Tratar de mantenernos jóvenes durante más tiempo es una de las intenciones de muchos investigadores y el sueño de mucha gente. Aunque la ciencia está tratando de avanzar en este campo, puede que una de las soluciones más eficaces y rápidas por ahora sea volver a las técnicas tradicionales, concretamente a las japonesas. 

Varios estudios aseguran que la genética sólo influye en el 20% de nuestro cuerpo y el resto debe ser el estilo de vida.

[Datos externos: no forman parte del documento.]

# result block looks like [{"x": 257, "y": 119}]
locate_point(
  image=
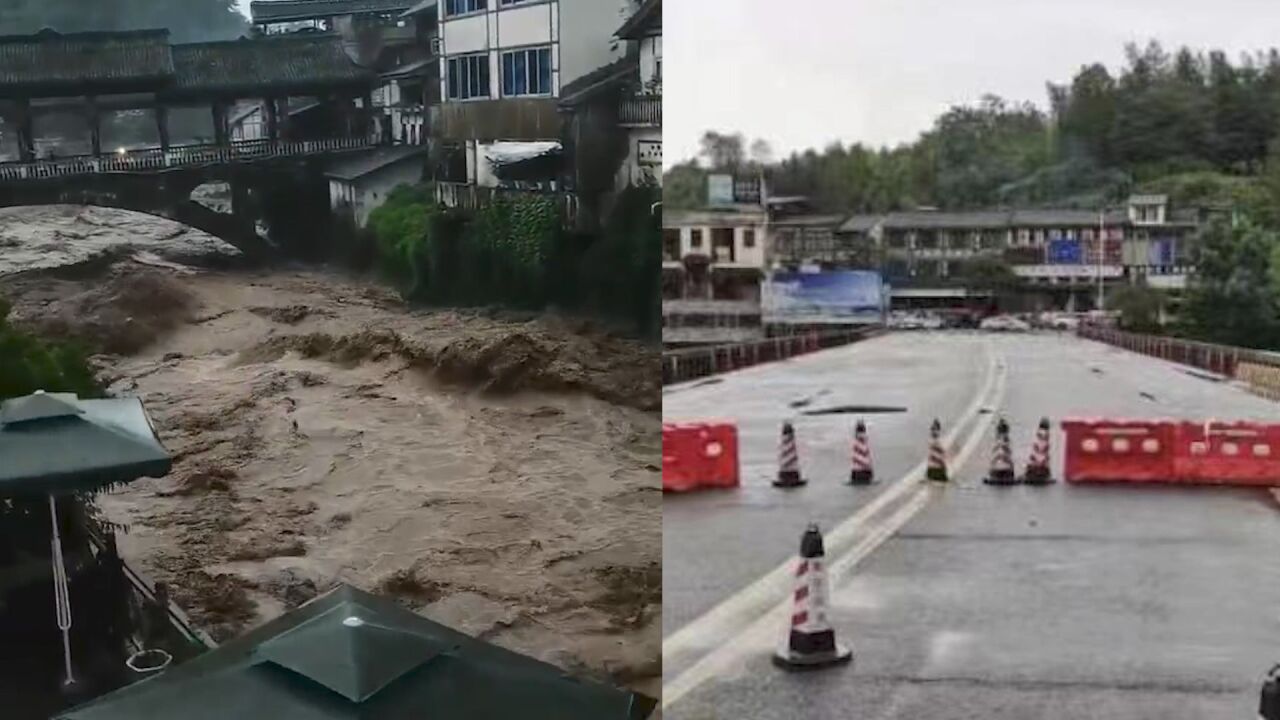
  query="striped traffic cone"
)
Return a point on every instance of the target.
[
  {"x": 862, "y": 474},
  {"x": 812, "y": 641},
  {"x": 1001, "y": 459},
  {"x": 1037, "y": 466},
  {"x": 789, "y": 460},
  {"x": 937, "y": 469}
]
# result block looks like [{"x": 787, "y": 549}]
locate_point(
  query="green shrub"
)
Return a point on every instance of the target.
[{"x": 28, "y": 364}]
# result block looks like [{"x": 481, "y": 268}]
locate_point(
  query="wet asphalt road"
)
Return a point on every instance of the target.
[{"x": 1059, "y": 602}]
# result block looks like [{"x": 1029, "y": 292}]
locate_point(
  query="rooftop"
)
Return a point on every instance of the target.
[
  {"x": 283, "y": 62},
  {"x": 360, "y": 165},
  {"x": 292, "y": 10},
  {"x": 645, "y": 21},
  {"x": 49, "y": 60}
]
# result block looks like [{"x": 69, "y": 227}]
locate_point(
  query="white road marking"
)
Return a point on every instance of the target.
[{"x": 746, "y": 620}]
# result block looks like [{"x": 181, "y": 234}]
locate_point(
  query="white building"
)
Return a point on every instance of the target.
[
  {"x": 504, "y": 62},
  {"x": 641, "y": 112},
  {"x": 357, "y": 185}
]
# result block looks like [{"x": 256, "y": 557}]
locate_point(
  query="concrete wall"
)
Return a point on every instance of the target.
[
  {"x": 644, "y": 159},
  {"x": 650, "y": 55},
  {"x": 586, "y": 35},
  {"x": 743, "y": 255}
]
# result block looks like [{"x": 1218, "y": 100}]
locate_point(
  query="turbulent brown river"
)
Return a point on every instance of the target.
[{"x": 498, "y": 474}]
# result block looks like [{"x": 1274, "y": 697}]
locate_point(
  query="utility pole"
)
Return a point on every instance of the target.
[{"x": 1102, "y": 245}]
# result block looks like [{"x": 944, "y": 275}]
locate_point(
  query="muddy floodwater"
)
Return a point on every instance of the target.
[{"x": 499, "y": 474}]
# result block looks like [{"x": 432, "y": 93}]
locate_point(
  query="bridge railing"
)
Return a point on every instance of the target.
[
  {"x": 154, "y": 159},
  {"x": 1256, "y": 367},
  {"x": 693, "y": 363}
]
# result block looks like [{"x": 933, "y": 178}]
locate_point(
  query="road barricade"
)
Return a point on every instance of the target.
[
  {"x": 699, "y": 455},
  {"x": 1101, "y": 450},
  {"x": 1235, "y": 454}
]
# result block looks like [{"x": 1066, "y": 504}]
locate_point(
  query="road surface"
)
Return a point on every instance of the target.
[{"x": 965, "y": 600}]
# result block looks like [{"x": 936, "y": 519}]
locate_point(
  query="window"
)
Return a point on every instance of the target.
[
  {"x": 469, "y": 77},
  {"x": 526, "y": 72},
  {"x": 464, "y": 7}
]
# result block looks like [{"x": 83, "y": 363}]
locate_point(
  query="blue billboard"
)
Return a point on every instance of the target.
[{"x": 827, "y": 296}]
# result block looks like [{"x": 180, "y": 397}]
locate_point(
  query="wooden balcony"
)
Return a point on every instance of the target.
[
  {"x": 640, "y": 110},
  {"x": 155, "y": 159}
]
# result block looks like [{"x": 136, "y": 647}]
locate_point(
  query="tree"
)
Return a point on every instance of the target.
[
  {"x": 1139, "y": 308},
  {"x": 188, "y": 21},
  {"x": 723, "y": 151},
  {"x": 28, "y": 364},
  {"x": 1233, "y": 297}
]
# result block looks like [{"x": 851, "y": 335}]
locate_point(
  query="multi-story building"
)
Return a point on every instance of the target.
[
  {"x": 397, "y": 39},
  {"x": 712, "y": 265},
  {"x": 640, "y": 106},
  {"x": 1060, "y": 254}
]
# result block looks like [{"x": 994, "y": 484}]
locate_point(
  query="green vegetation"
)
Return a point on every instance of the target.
[
  {"x": 28, "y": 364},
  {"x": 515, "y": 251},
  {"x": 188, "y": 21},
  {"x": 1193, "y": 126}
]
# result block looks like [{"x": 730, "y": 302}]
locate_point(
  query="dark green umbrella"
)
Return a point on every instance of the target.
[
  {"x": 351, "y": 655},
  {"x": 55, "y": 443}
]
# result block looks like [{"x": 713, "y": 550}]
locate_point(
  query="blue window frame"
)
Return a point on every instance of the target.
[
  {"x": 464, "y": 7},
  {"x": 526, "y": 72},
  {"x": 469, "y": 77}
]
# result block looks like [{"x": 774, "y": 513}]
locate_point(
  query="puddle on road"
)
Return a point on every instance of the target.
[{"x": 854, "y": 410}]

La clave podría estar en el “Hara Hachi Bu” o, lo que es lo mismo, comer un máximo del 80% de nuestra capacidad total.

Esta práctica viene de los habitantes de Okinawa, quienes practican el “Hara Hachi Bu” y tienen un Índice de Masa Corporal de entre 18 y 22 -en comparación con el de la media estadounidense de 27-. Además, Okinawa cuenta con la mayor proporción de centenarios del mundo, aproximadamente 50 por cada 100.000 personas. Este ritual asegura que no debemos llenar nuestro estómago en cada comida, ya que es mejor parar cuando notemos que estamos casi llenos porque los receptores del estómago tardan entre 15 y 20 minutos en mandar la señal al cerebro para decirnos que estamos saciados.